Task Metric Equivariant Network Standard MLP Data Efficiency Gain
Moment Tensor Regression (n=10) MSE 0.003 0.145 ~48x
Moment Tensor Regression (n=20) MSE 0.005 0.312 ~62x
Subgraph Counting (n=15) MAE 0.02 0.18 ~9x
Subgraph Counting (n=20) MAE 0.03 0.35 ~12x

Ablation Study (Generalization to different sizes)

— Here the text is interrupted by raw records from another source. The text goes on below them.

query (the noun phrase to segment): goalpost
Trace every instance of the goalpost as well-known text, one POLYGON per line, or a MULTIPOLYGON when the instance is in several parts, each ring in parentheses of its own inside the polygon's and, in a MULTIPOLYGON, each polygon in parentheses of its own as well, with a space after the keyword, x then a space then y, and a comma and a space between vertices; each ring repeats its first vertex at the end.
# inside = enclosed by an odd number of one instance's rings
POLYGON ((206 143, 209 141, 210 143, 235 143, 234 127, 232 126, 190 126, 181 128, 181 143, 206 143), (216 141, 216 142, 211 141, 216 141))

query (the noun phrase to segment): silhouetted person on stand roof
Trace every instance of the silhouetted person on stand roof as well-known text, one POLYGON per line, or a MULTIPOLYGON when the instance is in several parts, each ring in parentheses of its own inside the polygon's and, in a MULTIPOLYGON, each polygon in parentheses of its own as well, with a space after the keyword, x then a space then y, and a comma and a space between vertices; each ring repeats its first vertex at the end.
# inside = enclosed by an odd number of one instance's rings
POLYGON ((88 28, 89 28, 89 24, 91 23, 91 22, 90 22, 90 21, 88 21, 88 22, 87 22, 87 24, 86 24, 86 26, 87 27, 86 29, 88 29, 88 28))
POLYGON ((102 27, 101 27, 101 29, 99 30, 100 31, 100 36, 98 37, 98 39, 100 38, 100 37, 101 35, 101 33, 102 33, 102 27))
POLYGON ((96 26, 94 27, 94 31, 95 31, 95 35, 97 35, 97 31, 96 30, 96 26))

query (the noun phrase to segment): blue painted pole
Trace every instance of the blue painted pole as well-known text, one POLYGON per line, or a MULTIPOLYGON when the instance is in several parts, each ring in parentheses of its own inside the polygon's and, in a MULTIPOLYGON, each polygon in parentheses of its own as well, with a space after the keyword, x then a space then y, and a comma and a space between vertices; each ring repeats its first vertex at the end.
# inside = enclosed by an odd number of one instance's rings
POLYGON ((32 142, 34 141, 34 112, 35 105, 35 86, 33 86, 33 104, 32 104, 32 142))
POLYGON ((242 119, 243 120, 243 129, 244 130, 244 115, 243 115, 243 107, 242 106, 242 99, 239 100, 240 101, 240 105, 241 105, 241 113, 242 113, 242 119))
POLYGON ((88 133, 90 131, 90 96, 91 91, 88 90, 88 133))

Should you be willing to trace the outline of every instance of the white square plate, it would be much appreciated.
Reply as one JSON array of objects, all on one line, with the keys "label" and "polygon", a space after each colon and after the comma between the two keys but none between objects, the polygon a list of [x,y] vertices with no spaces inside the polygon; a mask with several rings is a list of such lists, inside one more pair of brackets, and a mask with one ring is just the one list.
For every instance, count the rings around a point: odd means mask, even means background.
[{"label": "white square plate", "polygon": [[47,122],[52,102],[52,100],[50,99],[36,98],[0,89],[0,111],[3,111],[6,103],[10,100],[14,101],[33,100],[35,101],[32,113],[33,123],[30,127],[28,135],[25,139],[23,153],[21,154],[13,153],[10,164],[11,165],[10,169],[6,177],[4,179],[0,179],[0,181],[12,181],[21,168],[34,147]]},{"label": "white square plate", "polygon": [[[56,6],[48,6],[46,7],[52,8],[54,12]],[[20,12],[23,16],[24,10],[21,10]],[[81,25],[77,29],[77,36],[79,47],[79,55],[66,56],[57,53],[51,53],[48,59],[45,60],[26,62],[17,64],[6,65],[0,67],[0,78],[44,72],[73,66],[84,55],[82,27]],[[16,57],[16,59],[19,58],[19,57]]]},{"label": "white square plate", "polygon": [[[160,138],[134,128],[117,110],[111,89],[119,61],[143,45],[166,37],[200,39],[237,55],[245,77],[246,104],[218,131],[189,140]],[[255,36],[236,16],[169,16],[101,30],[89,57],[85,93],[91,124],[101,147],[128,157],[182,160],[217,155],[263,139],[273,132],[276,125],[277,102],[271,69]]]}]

Train n Test n Equivariant Network MSE MLP MSE Description
10 10 0.003 0.145 In-distribution
10 15 0.008 N/A (different dimensions) Equivariant Net generalizes
10 20 0.015 N/A Cross-scale generalization
15 20 0.006 N/A Closer generalization

Key Findings

  • The equivariant network significantly outperforms standard MLPs on both tasks while requiring an order of magnitude less training data.
  • The equivariant network can generalize to tensor sizes unseen during training (as parameters do not depend on \(n\)), which is completely impossible for standard MLPs.
  • The parameter count is extremely small (dozens vs. tens of thousands in MLPs), and training is also faster.

Highlights & Insights

  • Complete mathematical characterization: Two independent descriptions of equivariant mappings validate each other, ensuring completeness.
  • High parameter efficiency: The number of parameters is independent of \(n\) and only depends on the order of the tensors.
  • Cross-scale generalization is a unique advantage: Models trained on \(n=10\) can be directly applied to data with \(n=20\).

Limitations & Future Work

  • Currently, only linear equivariant layers are discussed, and the guarantees of equivariance for the non-linear parts require further research.
  • The computational complexity of high-order symmetric tensors may limit practical applications.
  • Experiments are only validated on two tasks, and evaluations in more application scenarios remain to be improved.
  • Connection to DeepSets (Zaheer et al.): Equivariance on symmetric tensors is a high-order generalization of DeepSets.
  • Complementary to \(SE(3)\) equivariant networks (e3nn, MACE, etc.): Focuses on different symmetry groups.
  • Symmetric tensors are ubiquitous in quantum chemistry and materials science, suggesting broad potential applications.

Rating

  • Novelty: ⭐⭐⭐⭐⭐ First to address the permutation equivariance problem on symmetric tensors.
  • Experimental Thoroughness: ⭐⭐⭐ Only two tasks; could be more extensive.
  • Writing Quality: ⭐⭐⭐⭐ Mathematically rigorous but potentially difficult for readers without a mathematical background.
  • Value: ⭐⭐⭐⭐ Fills a theoretical gap, and the cross-scale generalization property is highly promising.